Below, you'll find information for a bass tournament on April 11th at Lake Oconee.  The tournament is a fund raiser for Bay Creek Elementary School's Archery Team in Loganville.  The Bay Creek Archery Team won state this year and has made it to the national competition in Louisville,KY on May 8th and 9th.  These 24 elementary school students are extremely excited about the competition, but need help funding the trip.  If you are interested in the bass tournament, please follow the directions on the flyer.

And, if you know anyone who may not see this post and may be interested in the tournament, please let them know.

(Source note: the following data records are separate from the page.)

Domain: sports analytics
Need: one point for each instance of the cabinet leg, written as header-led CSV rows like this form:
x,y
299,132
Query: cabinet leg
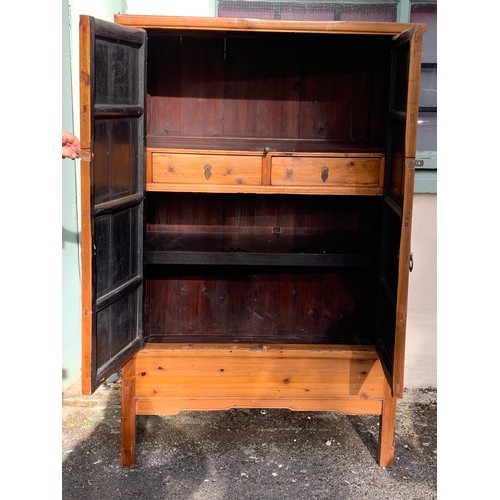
x,y
128,424
387,430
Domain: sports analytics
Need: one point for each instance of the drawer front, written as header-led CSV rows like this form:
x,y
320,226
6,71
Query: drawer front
x,y
206,169
328,172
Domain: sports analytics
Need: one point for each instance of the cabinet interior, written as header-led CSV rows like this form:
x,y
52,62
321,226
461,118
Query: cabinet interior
x,y
246,267
283,91
264,268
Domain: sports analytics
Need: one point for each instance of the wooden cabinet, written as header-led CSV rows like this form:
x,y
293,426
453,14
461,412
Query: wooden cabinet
x,y
246,213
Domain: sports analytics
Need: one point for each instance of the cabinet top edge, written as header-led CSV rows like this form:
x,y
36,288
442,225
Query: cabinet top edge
x,y
243,24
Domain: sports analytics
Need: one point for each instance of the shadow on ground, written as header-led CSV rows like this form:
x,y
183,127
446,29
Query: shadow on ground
x,y
246,454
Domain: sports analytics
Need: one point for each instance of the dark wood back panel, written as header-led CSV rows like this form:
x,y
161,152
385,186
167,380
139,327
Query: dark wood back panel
x,y
263,303
274,85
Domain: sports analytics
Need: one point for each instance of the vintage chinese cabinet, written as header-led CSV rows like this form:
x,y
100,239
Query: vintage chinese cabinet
x,y
246,212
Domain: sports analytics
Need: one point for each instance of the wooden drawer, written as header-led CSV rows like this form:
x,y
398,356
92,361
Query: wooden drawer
x,y
356,174
206,169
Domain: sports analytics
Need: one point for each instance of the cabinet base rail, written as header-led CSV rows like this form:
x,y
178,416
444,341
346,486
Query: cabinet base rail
x,y
164,379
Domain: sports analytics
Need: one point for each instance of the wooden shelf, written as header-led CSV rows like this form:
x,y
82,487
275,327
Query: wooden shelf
x,y
230,248
259,145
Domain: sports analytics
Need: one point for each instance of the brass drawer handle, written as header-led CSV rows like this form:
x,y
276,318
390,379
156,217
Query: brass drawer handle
x,y
208,171
324,173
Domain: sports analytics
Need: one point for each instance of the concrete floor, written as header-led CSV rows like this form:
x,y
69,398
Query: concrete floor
x,y
246,454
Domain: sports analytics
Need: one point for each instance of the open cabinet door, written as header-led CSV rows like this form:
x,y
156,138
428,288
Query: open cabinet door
x,y
398,203
112,98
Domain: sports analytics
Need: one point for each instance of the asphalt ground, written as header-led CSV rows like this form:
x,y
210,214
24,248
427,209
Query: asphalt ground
x,y
246,454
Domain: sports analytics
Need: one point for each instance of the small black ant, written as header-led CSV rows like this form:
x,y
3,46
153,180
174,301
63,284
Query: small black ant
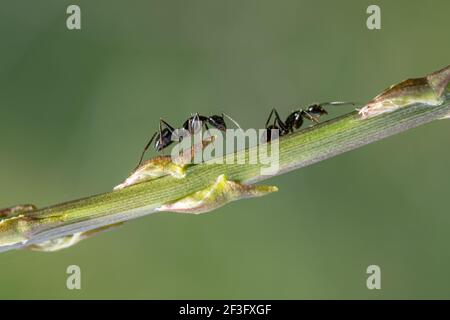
x,y
295,120
163,137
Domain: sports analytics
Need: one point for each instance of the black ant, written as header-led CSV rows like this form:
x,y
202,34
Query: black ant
x,y
163,137
295,119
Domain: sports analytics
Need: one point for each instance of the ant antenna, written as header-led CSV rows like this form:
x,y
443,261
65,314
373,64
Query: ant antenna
x,y
232,120
336,103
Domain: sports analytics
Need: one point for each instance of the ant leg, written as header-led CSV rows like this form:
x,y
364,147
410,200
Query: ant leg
x,y
146,147
277,118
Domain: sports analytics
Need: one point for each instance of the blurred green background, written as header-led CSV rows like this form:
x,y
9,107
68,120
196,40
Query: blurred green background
x,y
76,108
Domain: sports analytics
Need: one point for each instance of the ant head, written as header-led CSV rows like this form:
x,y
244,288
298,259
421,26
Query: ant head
x,y
163,139
217,122
298,120
316,110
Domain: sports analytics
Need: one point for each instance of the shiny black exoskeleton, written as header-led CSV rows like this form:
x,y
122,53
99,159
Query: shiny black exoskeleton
x,y
295,120
164,136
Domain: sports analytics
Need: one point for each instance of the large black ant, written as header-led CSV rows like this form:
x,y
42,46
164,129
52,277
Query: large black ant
x,y
295,119
166,135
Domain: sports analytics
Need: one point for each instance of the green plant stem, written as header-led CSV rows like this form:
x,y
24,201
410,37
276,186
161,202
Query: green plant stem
x,y
297,150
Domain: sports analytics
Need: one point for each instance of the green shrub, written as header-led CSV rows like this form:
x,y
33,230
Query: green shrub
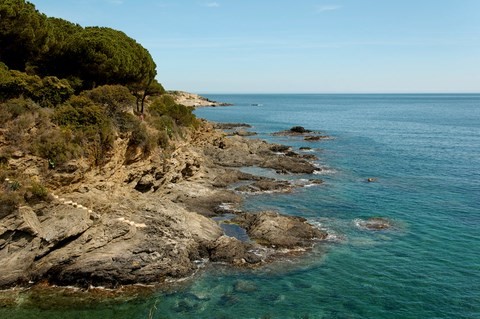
x,y
78,117
18,106
115,98
48,91
165,106
57,145
17,130
125,122
143,139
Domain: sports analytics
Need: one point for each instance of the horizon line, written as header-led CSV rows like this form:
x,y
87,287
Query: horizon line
x,y
334,93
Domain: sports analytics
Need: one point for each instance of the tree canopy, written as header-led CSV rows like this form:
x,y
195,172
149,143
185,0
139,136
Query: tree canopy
x,y
88,57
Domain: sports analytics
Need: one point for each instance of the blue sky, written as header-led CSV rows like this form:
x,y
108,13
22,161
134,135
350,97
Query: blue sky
x,y
297,46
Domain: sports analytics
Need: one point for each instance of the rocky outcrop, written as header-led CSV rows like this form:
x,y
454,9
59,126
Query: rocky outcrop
x,y
237,152
128,241
279,231
147,219
194,100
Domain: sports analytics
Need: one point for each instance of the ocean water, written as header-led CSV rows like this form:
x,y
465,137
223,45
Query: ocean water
x,y
424,151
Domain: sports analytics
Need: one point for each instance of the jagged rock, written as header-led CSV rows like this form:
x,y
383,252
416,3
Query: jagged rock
x,y
145,183
294,131
244,133
228,249
280,231
98,231
266,185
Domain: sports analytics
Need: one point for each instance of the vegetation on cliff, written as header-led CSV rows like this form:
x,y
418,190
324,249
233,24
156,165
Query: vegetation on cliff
x,y
68,92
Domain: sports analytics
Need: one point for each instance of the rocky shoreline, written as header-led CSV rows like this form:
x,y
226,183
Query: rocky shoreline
x,y
150,221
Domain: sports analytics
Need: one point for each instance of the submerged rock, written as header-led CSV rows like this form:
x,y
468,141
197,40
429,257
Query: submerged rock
x,y
374,223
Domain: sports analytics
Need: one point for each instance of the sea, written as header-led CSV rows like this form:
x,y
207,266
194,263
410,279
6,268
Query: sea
x,y
423,152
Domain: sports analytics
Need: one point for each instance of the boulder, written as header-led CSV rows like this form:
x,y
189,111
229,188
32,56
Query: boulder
x,y
279,231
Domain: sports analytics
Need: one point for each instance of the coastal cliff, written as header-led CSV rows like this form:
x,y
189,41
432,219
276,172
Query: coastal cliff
x,y
145,219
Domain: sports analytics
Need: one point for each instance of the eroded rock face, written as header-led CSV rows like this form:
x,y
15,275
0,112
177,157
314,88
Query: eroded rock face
x,y
131,241
142,221
279,231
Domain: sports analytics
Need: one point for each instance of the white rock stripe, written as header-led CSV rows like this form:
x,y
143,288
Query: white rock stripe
x,y
138,225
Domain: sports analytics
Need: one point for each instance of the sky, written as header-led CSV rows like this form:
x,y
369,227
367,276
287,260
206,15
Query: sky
x,y
297,46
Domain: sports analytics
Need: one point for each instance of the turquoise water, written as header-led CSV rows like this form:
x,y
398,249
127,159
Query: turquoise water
x,y
424,151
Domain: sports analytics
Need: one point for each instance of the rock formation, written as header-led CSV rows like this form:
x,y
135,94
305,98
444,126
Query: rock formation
x,y
144,220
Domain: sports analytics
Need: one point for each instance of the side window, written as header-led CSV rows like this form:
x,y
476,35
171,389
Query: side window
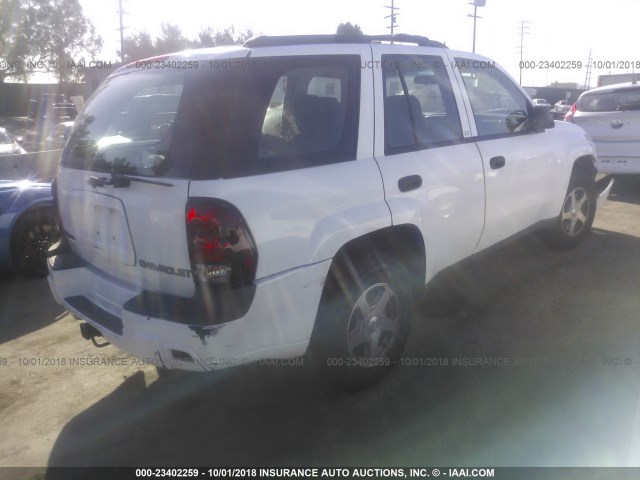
x,y
311,112
499,107
628,99
419,105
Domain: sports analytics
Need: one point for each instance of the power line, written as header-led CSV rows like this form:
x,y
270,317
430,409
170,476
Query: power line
x,y
524,27
122,28
392,16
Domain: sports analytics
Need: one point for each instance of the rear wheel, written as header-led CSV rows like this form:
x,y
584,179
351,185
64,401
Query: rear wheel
x,y
576,217
363,323
35,233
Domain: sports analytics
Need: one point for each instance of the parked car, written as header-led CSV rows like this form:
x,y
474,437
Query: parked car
x,y
541,102
27,226
611,116
8,144
222,241
58,136
562,106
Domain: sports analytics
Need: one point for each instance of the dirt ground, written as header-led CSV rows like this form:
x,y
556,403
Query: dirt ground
x,y
526,357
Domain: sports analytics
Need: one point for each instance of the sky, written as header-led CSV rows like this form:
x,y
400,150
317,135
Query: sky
x,y
557,31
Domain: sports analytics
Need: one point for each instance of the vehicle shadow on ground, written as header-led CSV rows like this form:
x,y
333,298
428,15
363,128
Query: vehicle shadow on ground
x,y
500,306
19,314
626,189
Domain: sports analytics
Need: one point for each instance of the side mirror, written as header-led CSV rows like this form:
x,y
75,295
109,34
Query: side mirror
x,y
541,118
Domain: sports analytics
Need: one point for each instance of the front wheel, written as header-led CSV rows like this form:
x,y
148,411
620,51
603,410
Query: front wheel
x,y
363,323
576,217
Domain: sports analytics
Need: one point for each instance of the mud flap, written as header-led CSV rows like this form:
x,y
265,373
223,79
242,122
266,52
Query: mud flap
x,y
603,188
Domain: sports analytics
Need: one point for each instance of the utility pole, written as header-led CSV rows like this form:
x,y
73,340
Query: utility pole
x,y
476,4
121,13
524,26
392,16
587,78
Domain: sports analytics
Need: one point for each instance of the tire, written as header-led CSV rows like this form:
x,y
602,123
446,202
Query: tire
x,y
576,216
34,234
363,323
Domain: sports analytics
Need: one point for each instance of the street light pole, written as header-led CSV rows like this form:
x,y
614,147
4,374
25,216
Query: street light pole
x,y
476,4
475,18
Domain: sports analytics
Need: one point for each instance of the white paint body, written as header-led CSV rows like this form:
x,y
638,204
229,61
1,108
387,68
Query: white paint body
x,y
300,218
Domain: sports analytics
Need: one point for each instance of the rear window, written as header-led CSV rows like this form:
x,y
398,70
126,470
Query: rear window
x,y
628,99
269,115
4,138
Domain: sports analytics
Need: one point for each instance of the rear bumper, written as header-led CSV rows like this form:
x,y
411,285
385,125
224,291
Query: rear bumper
x,y
603,189
618,165
618,157
277,322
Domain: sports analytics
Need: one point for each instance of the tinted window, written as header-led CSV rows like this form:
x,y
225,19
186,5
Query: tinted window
x,y
419,105
127,126
499,107
306,113
250,116
628,99
4,138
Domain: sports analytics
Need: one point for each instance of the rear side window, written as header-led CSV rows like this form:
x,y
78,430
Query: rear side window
x,y
248,117
419,104
306,115
628,99
293,112
499,107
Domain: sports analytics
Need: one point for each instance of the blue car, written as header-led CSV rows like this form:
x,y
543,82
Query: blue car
x,y
27,226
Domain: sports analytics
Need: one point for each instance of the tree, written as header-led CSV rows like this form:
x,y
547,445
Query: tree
x,y
171,40
16,27
349,29
44,35
137,47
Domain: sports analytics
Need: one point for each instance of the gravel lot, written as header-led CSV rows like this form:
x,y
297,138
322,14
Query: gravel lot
x,y
525,357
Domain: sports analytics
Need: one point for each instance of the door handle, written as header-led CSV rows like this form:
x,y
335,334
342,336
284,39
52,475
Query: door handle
x,y
497,162
411,182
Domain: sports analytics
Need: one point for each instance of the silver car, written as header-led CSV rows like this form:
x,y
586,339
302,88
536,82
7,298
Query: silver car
x,y
611,116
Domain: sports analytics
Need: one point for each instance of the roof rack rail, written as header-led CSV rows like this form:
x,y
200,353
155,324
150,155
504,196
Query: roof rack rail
x,y
281,40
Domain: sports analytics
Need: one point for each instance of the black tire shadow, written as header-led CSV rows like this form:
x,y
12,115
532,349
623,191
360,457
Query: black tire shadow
x,y
626,189
439,415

Thank you for any support.

The information from the flyer is below:

*The proceeds from this tournament will be used to help send the 24 members of the Bay Creek Elementary School Archery Team to the NASP National Tournament in Louisville, Kentucky in May, 2009.  The team recently took 1st place at the NASP Georgia State Tournament in the elementary division and is looking forward to attending the Nationals.   

When: April 11, 2009
Where: Sugar Creek Marina on Lake Oconee
Time: Safe Light-3:00pm
Entry Fee: $100 per boat, $10 big fish pot (optional)
75% payback, 1 in 7 payout
Register at ramp, no pre-register
Cash only please
Contact Bobby Hyde for more info: 404-392-8354
1.	 Both competitors are required to wear fastened coast guard approved life vest anytime the combustion engine is running.
2.	Five fish limit.  Culling must begin once the sixth fish is caught.  Fish must be 14 inches.  All State and Federal rules and regulations must be adhered to.
3.	Tournament director decisions are final.*​


----------



## bigbass07 (Apr 2, 2009)

should have a pretty good turn out if its not snowing,seen mondays forcast. crazy aint it. the bass dont are gonna go crazy trying to spawn this year.


----------



## cuz1220 (Apr 8, 2009)

bump


----------